Всю ночь Владимир бредил и метался по подушке. Под утро, сонного и все еще хмельного, разбудил его постельничий, длинный и тощий волосатый дядька с узким лбом. За дядькой, робея, стоял молодой вой в запыленной одежде и часто моргал глазами — не всегда увидишь князя в такой ранний час, да еще в постели. Но дело у воя было срочное. Чудь пограбила на границах села, творит разбой и беззаконную расправу.
С больной головой, разбитый и усталый, отправился Владимир в Боярский совет.
Бояре уже знали о случившемся, и, несмотря на ранний час, все оказались в сборе. Увидев входящего в палату князя, владыка укоризненно покачал головой, сидевший рядом с ним посадник Завид Неревинич усмехнулся и ткнулся лицом в изогнутую рукоятку посоха.
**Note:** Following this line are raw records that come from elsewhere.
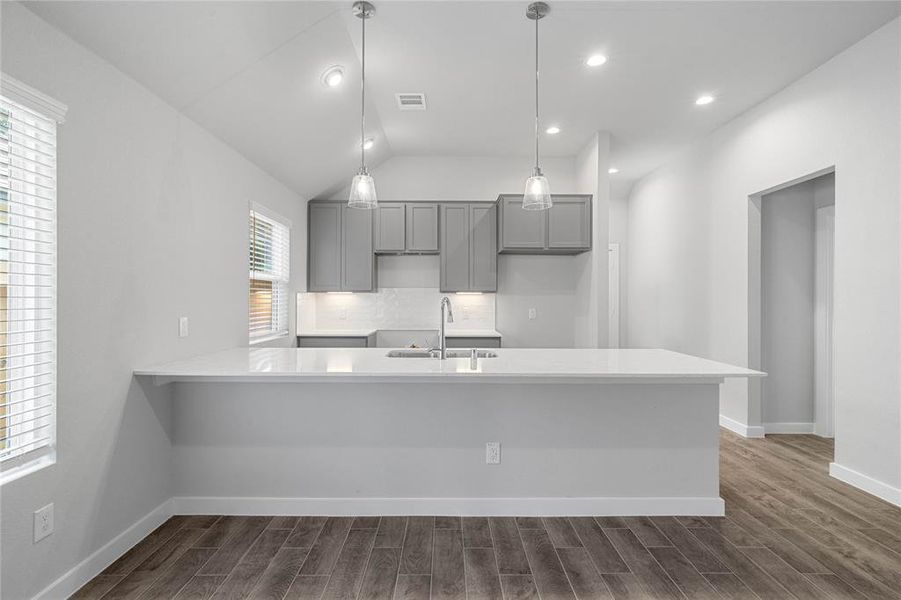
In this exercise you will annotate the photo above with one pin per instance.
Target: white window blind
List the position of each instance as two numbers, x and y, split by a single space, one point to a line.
269 273
27 284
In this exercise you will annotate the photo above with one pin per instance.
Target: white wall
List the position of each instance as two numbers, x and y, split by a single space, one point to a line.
546 283
788 290
688 232
619 234
591 317
152 225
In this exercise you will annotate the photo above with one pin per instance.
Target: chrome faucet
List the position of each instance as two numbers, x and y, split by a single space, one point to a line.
442 341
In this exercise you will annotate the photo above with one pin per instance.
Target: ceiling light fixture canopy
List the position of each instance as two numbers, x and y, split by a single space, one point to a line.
333 76
537 195
362 188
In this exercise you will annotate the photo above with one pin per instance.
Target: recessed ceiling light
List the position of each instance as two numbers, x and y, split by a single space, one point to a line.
333 76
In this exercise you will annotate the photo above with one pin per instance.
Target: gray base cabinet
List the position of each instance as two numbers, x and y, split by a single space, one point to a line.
406 227
336 341
468 261
340 254
474 342
563 229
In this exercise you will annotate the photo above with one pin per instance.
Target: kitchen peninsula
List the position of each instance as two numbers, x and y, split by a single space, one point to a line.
353 431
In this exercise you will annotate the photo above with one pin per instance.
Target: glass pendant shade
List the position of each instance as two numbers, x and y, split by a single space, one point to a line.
362 191
538 192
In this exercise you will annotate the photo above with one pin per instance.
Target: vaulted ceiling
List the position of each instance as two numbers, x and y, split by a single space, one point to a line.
250 72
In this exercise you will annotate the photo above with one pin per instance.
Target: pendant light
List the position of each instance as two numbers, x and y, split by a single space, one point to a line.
538 192
362 189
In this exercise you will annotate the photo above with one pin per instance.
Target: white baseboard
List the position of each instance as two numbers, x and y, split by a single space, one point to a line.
480 507
788 427
83 572
752 431
866 483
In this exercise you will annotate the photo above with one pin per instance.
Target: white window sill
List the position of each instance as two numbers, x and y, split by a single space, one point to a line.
268 338
9 475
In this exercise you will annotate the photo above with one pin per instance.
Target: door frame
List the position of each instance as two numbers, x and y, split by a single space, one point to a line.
755 298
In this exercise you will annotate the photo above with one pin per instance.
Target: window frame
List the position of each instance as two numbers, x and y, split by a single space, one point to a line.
283 329
44 454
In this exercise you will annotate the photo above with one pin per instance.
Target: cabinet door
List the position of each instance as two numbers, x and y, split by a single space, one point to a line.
569 222
389 227
358 260
520 228
454 260
483 248
324 248
422 227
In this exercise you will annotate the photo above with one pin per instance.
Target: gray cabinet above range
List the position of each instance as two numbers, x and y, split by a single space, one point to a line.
406 228
563 229
339 253
468 260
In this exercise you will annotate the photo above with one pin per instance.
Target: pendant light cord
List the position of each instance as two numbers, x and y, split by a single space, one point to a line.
363 101
536 95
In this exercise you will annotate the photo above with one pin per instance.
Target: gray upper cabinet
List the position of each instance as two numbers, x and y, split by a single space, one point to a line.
564 229
358 260
569 223
410 227
483 248
521 229
468 261
323 252
390 227
340 251
422 227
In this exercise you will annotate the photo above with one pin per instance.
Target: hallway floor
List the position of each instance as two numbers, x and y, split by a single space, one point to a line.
791 531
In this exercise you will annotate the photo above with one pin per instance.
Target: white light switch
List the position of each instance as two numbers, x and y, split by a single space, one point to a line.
493 453
43 522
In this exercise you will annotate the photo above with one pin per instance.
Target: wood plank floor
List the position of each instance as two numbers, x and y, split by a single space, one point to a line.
790 531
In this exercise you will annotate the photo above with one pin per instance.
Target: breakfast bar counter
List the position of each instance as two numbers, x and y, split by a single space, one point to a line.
353 431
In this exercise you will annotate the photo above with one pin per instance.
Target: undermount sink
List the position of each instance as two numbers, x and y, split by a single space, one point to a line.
422 353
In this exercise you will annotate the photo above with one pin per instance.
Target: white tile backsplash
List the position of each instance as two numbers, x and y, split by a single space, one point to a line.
392 308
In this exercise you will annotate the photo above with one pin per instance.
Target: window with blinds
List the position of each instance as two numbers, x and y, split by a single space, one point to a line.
269 273
27 284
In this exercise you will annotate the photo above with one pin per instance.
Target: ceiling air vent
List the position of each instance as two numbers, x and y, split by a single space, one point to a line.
415 101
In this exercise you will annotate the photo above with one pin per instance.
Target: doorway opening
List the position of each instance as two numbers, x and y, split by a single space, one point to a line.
791 291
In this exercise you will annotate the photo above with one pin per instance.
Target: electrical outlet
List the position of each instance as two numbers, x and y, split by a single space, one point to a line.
43 522
493 453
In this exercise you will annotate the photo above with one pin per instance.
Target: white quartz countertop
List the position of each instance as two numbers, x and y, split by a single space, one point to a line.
472 333
492 333
511 365
338 333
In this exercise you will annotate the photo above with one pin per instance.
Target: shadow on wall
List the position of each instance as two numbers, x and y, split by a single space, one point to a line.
144 434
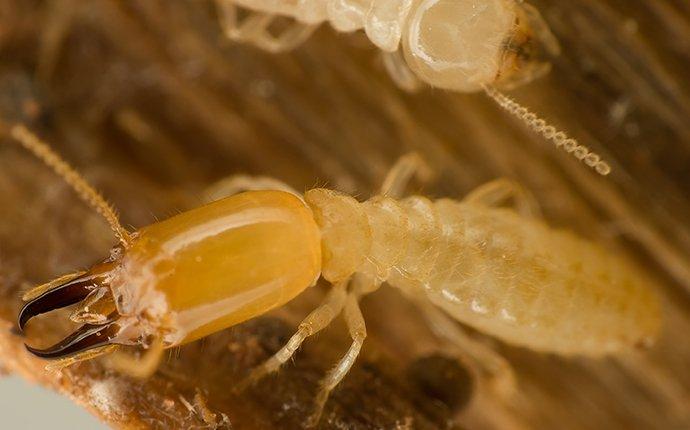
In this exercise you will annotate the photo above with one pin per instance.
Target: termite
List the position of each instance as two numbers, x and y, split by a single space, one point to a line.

Бояре, соблюдая обычай, степенно поклонились Владимиру.
Князь сел и, сладко укачиваемый полудремой, приготовился слушать, о чем станут говорить бояре.
Бояре говорили о разном. Одни гневались и призывали немедленно собрать войско, как это делал Мстислав Ростиславович; другие были осторожнее и намекали, что было бы не худо договориться — торговые-де пути лежат через чудь, а если Новгороду перегородят дорогу на запад, туго придется купцам.
Завид Неревинич молчал. Молчал и владыка. Жуя конец пегой бороды, терпеливо ждал, пока бояре выскажутся. Хитер был Илья, многих князей пережил, навидался разной смуты, и лезть в полымя у него не было охоты. Потому-то душа его и склонялась к тем, кто призывал к миру: можно, мол, от чуди и откупиться. А почему бы и нет? Богат вольный Новгород, и если прикинуть убытки, то откупиться выгоднее, чем собирать большую рать и вручать неверную судьбу в руки божьего промысла. Бог-то милостив, да как знать, богово ли дело проливать невинную христианскую кровь?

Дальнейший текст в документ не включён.